Undersensitivity in Neural Reading Comprehension
- URL: http://arxiv.org/abs/2003.04808v1
- Date: Sat, 15 Feb 2020 19:03:36 GMT
- Title: Undersensitivity in Neural Reading Comprehension
- Authors: Johannes Welbl, Pasquale Minervini, Max Bartolo, Pontus Stenetorp,
Sebastian Riedel
- Abstract summary: Current reading comprehension models generalise well to in-distribution test sets, yet perform poorly on adversarially selected inputs.
We focus on the complementary problem of excessive prediction undersensitivity, where input text is meaningfully changed but the model's prediction does not.
We formulate a noisy adversarial attack which searches among semantic variations of the question for which a model erroneously predicts the same answer.
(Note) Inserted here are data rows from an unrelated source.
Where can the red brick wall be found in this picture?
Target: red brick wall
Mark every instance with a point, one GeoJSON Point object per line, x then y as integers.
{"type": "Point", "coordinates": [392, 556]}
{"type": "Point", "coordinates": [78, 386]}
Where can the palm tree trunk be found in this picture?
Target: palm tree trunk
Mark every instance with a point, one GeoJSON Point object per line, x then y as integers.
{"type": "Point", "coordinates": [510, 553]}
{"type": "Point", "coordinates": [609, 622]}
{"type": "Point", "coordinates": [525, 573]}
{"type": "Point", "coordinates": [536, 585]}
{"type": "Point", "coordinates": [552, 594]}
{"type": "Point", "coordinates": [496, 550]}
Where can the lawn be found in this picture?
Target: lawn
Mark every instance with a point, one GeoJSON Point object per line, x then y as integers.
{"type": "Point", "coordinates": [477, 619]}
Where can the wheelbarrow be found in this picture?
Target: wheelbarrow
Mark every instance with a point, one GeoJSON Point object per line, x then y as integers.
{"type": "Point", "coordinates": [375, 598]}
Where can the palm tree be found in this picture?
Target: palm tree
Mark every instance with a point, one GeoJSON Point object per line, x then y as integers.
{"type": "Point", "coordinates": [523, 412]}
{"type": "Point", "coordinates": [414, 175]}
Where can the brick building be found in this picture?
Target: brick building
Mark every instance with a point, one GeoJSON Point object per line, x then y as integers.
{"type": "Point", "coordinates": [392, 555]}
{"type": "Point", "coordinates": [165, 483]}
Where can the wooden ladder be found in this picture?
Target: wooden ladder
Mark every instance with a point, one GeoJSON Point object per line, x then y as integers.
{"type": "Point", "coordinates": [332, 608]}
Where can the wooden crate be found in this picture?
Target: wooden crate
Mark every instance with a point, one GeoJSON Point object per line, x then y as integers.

- Score: 36.142792758501706
- License: http://creativecommons.org/licenses/by-nc-sa/4.0/
- Abstract: Current reading comprehension models generalise well to in-distribution test
sets, yet perform poorly on adversarially selected inputs. Most prior work on
adversarial inputs studies oversensitivity: semantically invariant text
perturbations that cause a model's prediction to change when it should not. In
this work we focus on the complementary problem: excessive prediction
undersensitivity, where input text is meaningfully changed but the model's
prediction does not, even though it should. We formulate a noisy adversarial
attack which searches among semantic variations of the question for which a
model erroneously predicts the same answer, and with even higher probability.
Despite comprising unanswerable questions, both SQuAD2.0 and NewsQA models are
vulnerable to this attack. This indicates that although accurate, models tend
to rely on spurious patterns and do not fully consider the information
specified in a question. We experiment with data augmentation and adversarial
training as defences, and find that both substantially decrease vulnerability
to attacks on held out data, as well as held out attack spaces. Addressing
undersensitivity also improves results on AddSent and AddOneSent, and models
furthermore generalise better when facing train/evaluation distribution
mismatch: they are less prone to overly rely on predictive cues present only in
the training set, and outperform a conventional model by as much as 10.9% F1.